Assim, retomando os meandros da guerra ocorrida em 2005, foi mencionado acima a existência de um lugar onde um dos grupos tentou realizar uma retomada, que é conhecido como Tehakohit. Ali é um exemplo onde encontramos essa relação intrínseca entre lugar, cantos e narrativas de vingança. O diagnóstico fundiário de Rodrigo Thurler Nacif (2005, p. 20), solicitado pela Funai naquela ocasião, dá o seguinte testemunho:

No passado, os parentes de Isabel [mãe de Noêmia Maxakali, líder do grupo] deixaram temporariamente esta última área [Tehakohit] para realização dos rituais aos Yamïyxop [povos-espírito]. Seus irmãos Luizinho, Totonho [Tatônio] e Dominguinho foram mortos, e Isabel não pode voltar. Luizinho foi morto por vingança da família de Mariazinha, sua esposa, que ele espancou até a morte, estando ambos embriagados. Dominguinho foi acusado de feitiçaria, onde teria provocado duas mortes, ato implicado a uma questão de direito a uma área de plantio. Totonho, seu irmão, também envolvido, atirou no braço de Zezinho, rival na questão, junto com seu irmão Alqueirinho, que mataria por sua vez os dois irmãos de Isabel. […] Dona Isabel ficou então morando em Água Boa, […] aquele território, apesar de ser terra devoluta no momento em que foi demarcada a gleba Água Boa, em 1941, ficou de fora dos limites reservados aos índios.

Noêmia Maxakali e Sueli Maxakali me relataram que Dona Isabel desejava ser enterrada nesse lugar onde seus antepassados viveram para ali permanecer; entretanto, diante de uma série de conflitos com outros grupos tikmũ,ũn e com fazendeiros locais, isso não foi possível. O topônimo desse lugar é Tehakohit (Terra Corrida) e diversos cantos memoriam as relações tikmũ,ũn passadas com ele. Noêmia Maxakali relata que, além dos conflitos internos relatados por Nacif acima, houve também expulsão tikmũ,ũn por parte dos fazendeiros locais:

Tem o canto de kokex [cachorro] que saiu em Tehakohit é o canto [entoado pelos po’op (povo-espírito-macaco)]. E tem um pajé mais velho que andou por ali, pegou e deu esse canto para meu tio Dominguinho. E tem outro canto que saiu e é de lá mesmo […] ali onde hoje é a fazenda de Valdomiro. No canto, nossos tios choram de saudade do cachorro dele [explica o conteúdo do canto]. Foi bem ali onde é nossa aquela terra, o canto saiu ali, era da minha mãe. Os brancos mataram alguns de nossos parentes. E atiraram em meus tios com espingarda. E matou e jogou fogo, acendeu e queimou. Depois meus parentes pegaram e foram embora de Tehakohit. Ali eles ficaram no passado. Há um outro canto, porque tinha uma cobra assim e ficou assoviando, assoviando e ele pensou que fosse outra coisa para pegar, matar e comer. Chegou lá e era uma surucucu. Eles foram embora […] E foi ali sim que saíram as coisas na terra do Valdomiro, você entende? Minha mãe não esqueceu, eu não esqueço do que aconteceu lá.

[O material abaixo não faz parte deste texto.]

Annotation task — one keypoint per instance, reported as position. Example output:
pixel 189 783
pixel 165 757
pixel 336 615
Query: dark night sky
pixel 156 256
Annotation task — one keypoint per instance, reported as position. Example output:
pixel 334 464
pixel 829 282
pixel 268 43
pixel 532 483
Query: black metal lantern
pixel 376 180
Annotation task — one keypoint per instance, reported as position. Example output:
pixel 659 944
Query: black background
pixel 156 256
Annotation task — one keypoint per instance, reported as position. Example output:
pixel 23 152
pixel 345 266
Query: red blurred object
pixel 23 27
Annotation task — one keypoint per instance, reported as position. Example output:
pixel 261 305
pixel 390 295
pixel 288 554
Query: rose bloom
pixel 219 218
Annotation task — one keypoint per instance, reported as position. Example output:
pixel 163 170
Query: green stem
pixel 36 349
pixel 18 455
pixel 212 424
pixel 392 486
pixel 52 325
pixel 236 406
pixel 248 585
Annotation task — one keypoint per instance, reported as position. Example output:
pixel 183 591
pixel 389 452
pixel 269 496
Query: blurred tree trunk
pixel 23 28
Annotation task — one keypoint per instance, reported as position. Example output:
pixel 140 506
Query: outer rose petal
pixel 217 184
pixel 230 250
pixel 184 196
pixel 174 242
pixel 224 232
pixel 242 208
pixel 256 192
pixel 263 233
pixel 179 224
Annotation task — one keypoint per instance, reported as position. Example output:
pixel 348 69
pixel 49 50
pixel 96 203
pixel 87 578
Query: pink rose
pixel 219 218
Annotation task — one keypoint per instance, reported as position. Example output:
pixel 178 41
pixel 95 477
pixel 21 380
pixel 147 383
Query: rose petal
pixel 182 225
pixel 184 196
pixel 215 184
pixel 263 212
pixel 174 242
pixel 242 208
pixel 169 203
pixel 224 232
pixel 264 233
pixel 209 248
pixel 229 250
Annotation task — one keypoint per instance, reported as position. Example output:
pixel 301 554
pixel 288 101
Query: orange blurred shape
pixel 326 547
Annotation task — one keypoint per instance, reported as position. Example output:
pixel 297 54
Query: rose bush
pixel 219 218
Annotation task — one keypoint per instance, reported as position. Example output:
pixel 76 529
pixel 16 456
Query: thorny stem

Outras duas localidades são memoriadas e trazem no seu cerne o tema do deslocamento e da vingança. Uma dessas histórias fala de uma série de conflitos internos que ocorreram nas proximidades de Umburaninha, que dista 15 quilômetros da TI Maxakali, em um lugar onde havia uma aldeia tikmũ,ũn e que também ficou fora dos limites da Terra Indígena delimitados pelo Estado brasileiro. Ali, onde hoje é uma fazenda nas proximidades de Batinga, é contada uma história por uma sequência de cantos do povo-espírito-morcego (xunim). A narrativa fala de um antepassado que era um exímio pescador e que tinha ido até o rio Umburanas pescar. Um outro personagem seguiu-o e ficou rio acima com inveja, porque não conseguia pegar os peixes com a mesma maestria que o primeiro. Com raiva, ele acaba assassinando o exímio pescador para pegar os seus peixes. Um terceiro vê o assassinato ocorrer e decide contar aos parentes do falecido para que eles se vinguem. O observador segue até o rio e vê o corpo do morto no fundo. Os espíritos-morcego cantam da seguinte maneira:

Yã hõmã mãhĩy
nũy tu mĩy
Como pode?
Você o matou.
ĩmã kahĩy hã hãm ãnux
eu vi e contarei
ĩmã kahĩy hũ ãmũnnux
eu vi e contarei
Hãm nux yã õm
Falarei a eles
Te ĩxa kax hõm ma
Contarei aos parentes dele

O observador conta aos parentes do falecido e seu filho decide acompanhar um tio paterno e o restante da aldeia em uma busca de pau de sapucaia no interior da floresta. Ali, no meio da busca, ele descobre o assassino e vinga a morte do seu pai. O tio do garoto falou para ele “é assim que deve ser”, depois da morte do assassino de meu irmão. No canto, o assassino pede calma ao filho vingador:

Kax puxe ũm
max mũn hã
Hãm ãpah mãm
Muitas sapucaias
Me escutou
Você escutou e veio
Tak te
Tak te xe,e
Tak te xe
Tak te xe,e
Pelo pai
Pai verdadeiro
Pelo pai
Pai verdadeiro
Mõ hĩynix pu
Hĩy te õm nũ
Hĩy te õm nũ
Hĩy te õm nũ
ãXop kup nox
Ãxop kup nox
Ãxop kup nox
Vá apanhar
Ali onde caíram!
Ali onde caíram!
As duas sapucaias longas!
As duas sapucaias longas!

Os aliados do índio morto vingado no meio dos pés de sapucaia travam uma guerra contra o grupo do pescador morto e começam a atirar flechas na casa de seu filho. O tio lhe diz para dançarem no pátio com os braços abertos para desviarem das flechas até elas acabarem. A casa deles estava protegida com casca de árvore para as flechas não penetrarem. O rapaz sai no pátio e atira flechas no bando inimigo e acaba por matar alguns, dispersando-os. Assim sai o canto que estrutura essa narrativa.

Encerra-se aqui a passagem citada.